Why? Well, I won't beat around anyone's bush - there just isn't enough supporting performance footage. The Yes story is told in great detail via new interviews with band members past and present (although original keyboardist Tony Kaye is oddly absent) and peripheral contributors such as early champion Chris Welch of the Melody Maker and legendary sleeve artist Roger Dean, but the endless parade of talking heads really needs breaking up.

You get frustratingly brief snippets of the mark one line-up on German TV in 1970 and the Jon Anderson/Chris Squire/Steve Howe/Rick Wakeman/Alan White line-up at the Rainbow in 1973, but the only extended footage is on the second disc in the set, and even then it largely consists of a camcorder-quality eavesdrop on the band rehearsing in New York's S.I.R Studios in 1996.

The appearance of promo films for Wondrous Stories, Tempus Fugit and Owner Of A Lonely Heart may be an added incentive for those who preferred the band when they were nowhere near their artistic peak, but the frustrating thing is knowing that there's so much great footage out there which is crying out to be sympathetically collated - the full Beat Club performances, the promo film for America, all of the Yesssongs material... Next time, hopefully.
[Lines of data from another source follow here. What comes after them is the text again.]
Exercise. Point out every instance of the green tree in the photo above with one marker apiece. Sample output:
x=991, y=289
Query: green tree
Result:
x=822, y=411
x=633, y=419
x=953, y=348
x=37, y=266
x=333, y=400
Now, my love for brow-furrowing prog rock is matched only by my love for obscure French cinema - it's a laugh a minute round our gaff - so Optimum's Screen Icons: Alain Delon box set hits the spot like you wouldn't believe.

Delon managed to overcome being irritatingly handsome and secured a niche as an actor of rare subtlety with a glowering, magnetic screen presence. All five films contained herein - Un Flic, L'Eclisse, Plein Soleil, Traitment Du Choc and Flic Story - were made in Delon's 1960s/70s heyday, and all five are uniformly magnificent.

As this box set was mentioned in dispatches in the Echo recently I won't wang on - but I will say that the pick of the bunch is L'Eclisse from 1962, arguably the finest distillation of Michelangelo Antonioni's bleakly stylish worldview.

In Antonioni's eyes, the world is unfeeling and inscrutable, and relationships are inevitably doomed because everyone is too shallow and self-obsessed to care about anything to any significant degree.

Lovers Delon and Monica Vitti eventually can't even be bothered to turn up to meet each other, and the last 10 minutes of the film consists of shots of the empty junction which had previously been their meeting place - an audacious piece of cinema which is considerably more riveting and illuminating than it may sound.

It's back to the stereo for the last item under the microscope this week, namely the Human Spirit album by Blues Band bassist and mainstay Gary Fletcher.

Perhaps less celebrated than some of his more high-profile bandmates, Fletcher has nevertheless been quietly nurturing a rather profound songwriting talent for some years now, and the album is a low-key but absorbing triumph.

Using blues music as a jumping-off point, Fletcher deftly avoids any of the stylistic limitations to which the genre is often prone by keeping the melody quotient high and the lyrical content sincere. Like a more credible Mark Knopfler or a more animated J J Cale, this is rootsy fare with impeccably underplayed musicianship, at its most effective on emotive songs such as Solanski's Knife, about the surgeon who saved Fletcher's son's life.